As stated by #bjskishore123, you can use a map to guarantee the correct order of your set. As a bonus, you will have an optimized strucutre to search (the map, of course).
Inserting/searching in a map takes O(log(n)) time, while traversing the vector is O(n). So, the alghorithm is O(n*log(n)). Wich is the same complexity as any sort algorithm that needs to compare elements: merge sort or quick sort, for example.
Here is a sample code for you:
int tmp[] = {5,5,5,5,5,5,2,2,2,2,7,7,7,7,1,1,1,1,6,6,6,2,2,2,8,8,8,5,5};
std::vector<int> values(tmp, tmp + sizeof(tmp) / sizeof(tmp[0]));
std::map<int, int> map_values;
for_each(values.begin(), values.end(), [&](int value)
{
map_values[value]++;
});
for(std::map<int, int>::iterator it = map_values.begin(); it != map_values.end(); it++)
{
std::cout << it->first << ": " << it->second << "times";
}
Output:
1: 4times
2: 7times
5: 8times
6: 3times
7: 4times
8: 3times
I don't think you can do this in one pass. Let's say you provide your own custom comparator for sorting which somehow tries to count the duplicates.
However the only thing you can capture in the sorter is the value(maybe reference but doesn't matter) of the current two elements being compared. You have no other information because std::sort doesn't pass any thing else to the sorter.
Now the way std::sort works it will keep swapping elements until they reach the proper location in the sorted vector. That means a single member can be sent to the sorter multiple times making it impossible to count exactly. You can count how many times a certain element and all others value equal to it have been moved but not exactly how many of them are in there.

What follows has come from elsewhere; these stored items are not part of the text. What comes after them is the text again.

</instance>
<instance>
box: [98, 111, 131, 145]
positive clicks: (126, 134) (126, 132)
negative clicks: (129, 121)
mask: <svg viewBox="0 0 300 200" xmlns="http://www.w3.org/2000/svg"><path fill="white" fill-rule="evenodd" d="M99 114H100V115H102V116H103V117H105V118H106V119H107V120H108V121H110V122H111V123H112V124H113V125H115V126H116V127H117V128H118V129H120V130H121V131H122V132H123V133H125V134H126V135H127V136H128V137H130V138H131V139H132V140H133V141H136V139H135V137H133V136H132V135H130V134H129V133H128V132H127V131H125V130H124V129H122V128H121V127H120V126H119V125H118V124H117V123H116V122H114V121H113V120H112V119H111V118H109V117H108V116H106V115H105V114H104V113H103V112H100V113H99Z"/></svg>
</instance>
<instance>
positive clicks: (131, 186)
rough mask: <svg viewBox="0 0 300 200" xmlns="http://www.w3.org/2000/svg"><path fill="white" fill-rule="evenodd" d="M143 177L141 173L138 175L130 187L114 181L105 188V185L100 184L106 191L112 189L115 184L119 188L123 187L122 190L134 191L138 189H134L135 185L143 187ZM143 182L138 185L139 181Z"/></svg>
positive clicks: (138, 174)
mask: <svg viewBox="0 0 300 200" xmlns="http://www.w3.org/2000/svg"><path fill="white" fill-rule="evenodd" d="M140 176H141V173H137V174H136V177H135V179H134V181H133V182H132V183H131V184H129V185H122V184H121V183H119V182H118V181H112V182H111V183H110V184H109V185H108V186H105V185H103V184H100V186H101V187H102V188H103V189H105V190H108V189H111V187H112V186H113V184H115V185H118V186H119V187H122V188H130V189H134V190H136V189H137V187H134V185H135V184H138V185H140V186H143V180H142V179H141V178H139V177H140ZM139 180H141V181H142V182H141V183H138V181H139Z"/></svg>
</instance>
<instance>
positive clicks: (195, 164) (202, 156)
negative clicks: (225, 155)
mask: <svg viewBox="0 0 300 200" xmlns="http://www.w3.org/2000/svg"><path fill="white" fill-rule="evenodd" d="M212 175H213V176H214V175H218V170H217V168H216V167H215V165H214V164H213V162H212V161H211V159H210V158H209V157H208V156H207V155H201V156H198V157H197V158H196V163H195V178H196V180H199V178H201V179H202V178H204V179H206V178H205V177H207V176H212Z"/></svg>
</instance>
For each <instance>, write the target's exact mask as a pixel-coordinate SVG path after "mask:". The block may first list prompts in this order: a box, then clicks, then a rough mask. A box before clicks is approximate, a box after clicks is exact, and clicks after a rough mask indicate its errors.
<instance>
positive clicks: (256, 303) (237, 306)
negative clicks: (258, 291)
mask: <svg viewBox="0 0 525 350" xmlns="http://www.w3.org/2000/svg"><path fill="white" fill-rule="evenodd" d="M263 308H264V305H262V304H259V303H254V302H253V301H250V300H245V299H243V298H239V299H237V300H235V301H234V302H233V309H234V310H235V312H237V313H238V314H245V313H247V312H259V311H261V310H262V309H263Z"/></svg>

Instead of using a vector,
While storing number one by one, Use std::multiset container
It stores internally in sorted order.
While storing each number, use a map to keep track of the number of occurrences of each number.
map<int, int> m;
Each time a number is added do
m[num]++;
So, no need of another pass to calculate the number of occurrences, although you need to iterate in map to get each occurrence count.
=============================================================================
THE FOLLOWING IS AN ALTERNATE SOLUTION WHICH IS NOT RECOMMENDED .
GIVING IT AS YOU ASKED A WAY WHICH USES STD::SORT.
Below code makes use of comparison function to count the occurrences.
#include <iostream>
#include <map>
#include <vector>
#include <algorithm>
using namespace std;
struct Elem
{
int index;
int num;
};
std::map<int, int> countMap; //Count map
std::map<int, bool> visitedMap;
bool compare(Elem a, Elem b)
{
if(visitedMap[a.index] == false)
{
visitedMap[a.index] = true;
countMap[a.num]++;
}
if(visitedMap[b.index] == false)
{
visitedMap[b.index] = true;
countMap[b.num]++;
}
return a.num < b.num;
}
int main()
{
vector<Elem> v;
Elem e[5] = {{0, 10}, {1, 20}, {2, 30}, {3, 10}, {4, 20} };
for(size_t i = 0; i < 5; i++)
v.push_back(e[i]);
std::sort(v.begin(), v.end(), compare);
for(map<int, int>::iterator it = countMap.begin(); it != countMap.end(); it++)
cout<<"Element : "<<it->first<<" occurred "<<it->second<<" times"<<endl;
}
Output:
Element : 10 occurred 2 times
Element : 20 occurred 2 times
Element : 30 occurred 1 times
If you have lots of duplicates, the fastest way to accomplish this task is probably to first count duplicates using a hash map, which is O(n), and then to sort the map, which is O(m log m) where m is the number of unique values.
Something like this (in c++11):
#include <algorithm>
#include <unordered_map>
#include <utility>
#include <vector>
std::vector<std::pair<int, int>> uniqsort(const std::vector<int>& v) {
std::unordered_map<int, int> count;
for (auto& val : v) ++count[val];
std::vector<std::pair<int, int>> result(count.begin(), count.end());
std::sort(result.begin(), result.end());
return result;
}
There are lots of variations on the theme, depending on what you need, precisely. For example, perhaps you don't even need the result to be sorted; maybe it's enough to just have the count map. Or maybe you would prefer the result to be a sorted map from int to int, in which case you could just build a regular std::map, instead. (That would be O(n log m).) Or maybe you know something about the values which make them faster to sort (like the fact that they are small integers in a known range.) And so on.